Conventional wisdom holds that gossip and social exclusion are always malicious, undermining trust and morale in groups.
But that is not always true, according to a new study published in the journal Psychological Science. Robb Willer, an associate professor of sociology, explored the nature of gossip and ostracism in experimental groups in collaboration with co-authors Matthew Feinberg, a Stanford University postdoctoral researcher, and Michael Schultz from the University of California - Berkeley.
Their research showed that gossip and ostracism can have very positive effects. They are tools by which groups reform bullies, thwart exploitation of "nice people" and encourage cooperation.
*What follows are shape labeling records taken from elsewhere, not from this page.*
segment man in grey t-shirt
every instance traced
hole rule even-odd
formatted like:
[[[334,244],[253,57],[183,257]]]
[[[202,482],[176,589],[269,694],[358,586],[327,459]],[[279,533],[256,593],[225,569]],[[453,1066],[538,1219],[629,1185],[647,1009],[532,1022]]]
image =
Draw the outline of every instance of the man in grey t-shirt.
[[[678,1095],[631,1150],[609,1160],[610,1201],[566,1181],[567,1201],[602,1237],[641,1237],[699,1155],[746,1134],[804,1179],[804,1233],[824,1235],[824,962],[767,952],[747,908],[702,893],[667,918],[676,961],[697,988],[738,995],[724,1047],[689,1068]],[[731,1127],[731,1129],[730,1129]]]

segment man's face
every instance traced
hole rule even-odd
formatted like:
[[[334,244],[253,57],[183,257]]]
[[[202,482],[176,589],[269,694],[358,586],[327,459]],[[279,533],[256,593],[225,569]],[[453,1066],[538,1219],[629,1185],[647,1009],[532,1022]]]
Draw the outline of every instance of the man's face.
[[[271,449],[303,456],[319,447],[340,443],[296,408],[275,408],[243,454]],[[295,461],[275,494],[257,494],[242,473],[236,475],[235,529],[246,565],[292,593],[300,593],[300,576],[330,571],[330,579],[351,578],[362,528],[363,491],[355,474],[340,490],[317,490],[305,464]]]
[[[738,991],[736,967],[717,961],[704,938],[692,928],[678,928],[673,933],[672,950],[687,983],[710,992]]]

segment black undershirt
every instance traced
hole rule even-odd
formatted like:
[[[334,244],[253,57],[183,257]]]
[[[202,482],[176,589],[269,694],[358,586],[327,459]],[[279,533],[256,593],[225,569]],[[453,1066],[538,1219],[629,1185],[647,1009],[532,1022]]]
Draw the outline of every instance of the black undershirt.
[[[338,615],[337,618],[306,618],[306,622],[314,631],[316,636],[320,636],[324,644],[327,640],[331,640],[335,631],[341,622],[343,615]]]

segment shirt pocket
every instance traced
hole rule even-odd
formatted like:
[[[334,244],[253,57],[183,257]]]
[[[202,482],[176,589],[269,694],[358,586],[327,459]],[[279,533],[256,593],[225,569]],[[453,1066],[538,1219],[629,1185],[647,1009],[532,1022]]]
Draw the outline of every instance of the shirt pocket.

Comment: Words like "gossip" and "ostracism" carry negative connotations, while in reality and throughout the history "gossip", or to be exact an exchange of information, was crucial for the survival of the community. The same is for "ostracism", which in ancient times was the most efficient way of cleaning the community from various pathologicals, who caused trouble and strife, and were no more than parasites. One even has to wonder why and since when such protective measures started to be considered as negative.
"Groups that allow their members to gossip," said Feinberg, "sustain cooperation and deter selfishness better than those that don't. And groups do even better if they can gossip and ostracize untrustworthy members. While both of these behaviors can be misused, our findings suggest that they also serve very important functions for groups and society."